What I'm after is some comment on whether I'm on the right track or if there is a better way than this.

Chuck a length of 8mm stainless in a collet chuck.
Turn down a 12mm length required for a 6mm thread.
Use the die holder in the tail stock to thread it up to the shoulder.
Part off at the length required for the tapered section.
slide more rod through the chuck and repeat till I have all 6 identical lengths each with a threaded 6mm end.
Now drill and tap the length left in the chuck to 6mm.
screw each cut and threaded length of rod into the end left in the chuck.
Set the compound to the required taper and cut the taper.
Unscrew and screw the next part in and repeat.

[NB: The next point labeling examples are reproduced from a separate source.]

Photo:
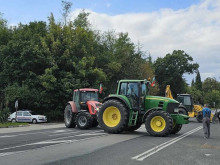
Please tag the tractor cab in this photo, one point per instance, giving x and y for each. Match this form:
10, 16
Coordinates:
135, 91
81, 96
186, 100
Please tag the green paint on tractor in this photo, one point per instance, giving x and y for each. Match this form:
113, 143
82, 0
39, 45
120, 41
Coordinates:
135, 106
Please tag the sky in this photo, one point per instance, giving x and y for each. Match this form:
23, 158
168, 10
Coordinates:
160, 26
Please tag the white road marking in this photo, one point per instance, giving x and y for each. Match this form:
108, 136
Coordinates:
53, 142
58, 131
154, 150
65, 141
6, 136
45, 141
32, 133
69, 132
91, 134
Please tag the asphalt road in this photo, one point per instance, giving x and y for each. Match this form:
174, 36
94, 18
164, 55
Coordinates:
56, 146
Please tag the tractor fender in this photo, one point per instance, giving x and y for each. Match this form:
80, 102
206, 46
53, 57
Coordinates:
92, 106
119, 99
73, 105
149, 111
182, 106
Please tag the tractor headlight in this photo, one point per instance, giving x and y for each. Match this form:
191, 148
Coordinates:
176, 110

My feeling is that as the collet chuck is still holding the rod with a threaded hole in virtually the same orientation as the cut off lengths were threaded then hopefully they will all screw back in and remain in the same alignment.
 
I don't think you'll get concentric thread to taper alignment even though it seems like it should. I've tried to do tricks like that and the results are often disappointing. Course with a turd of a lathe like mine...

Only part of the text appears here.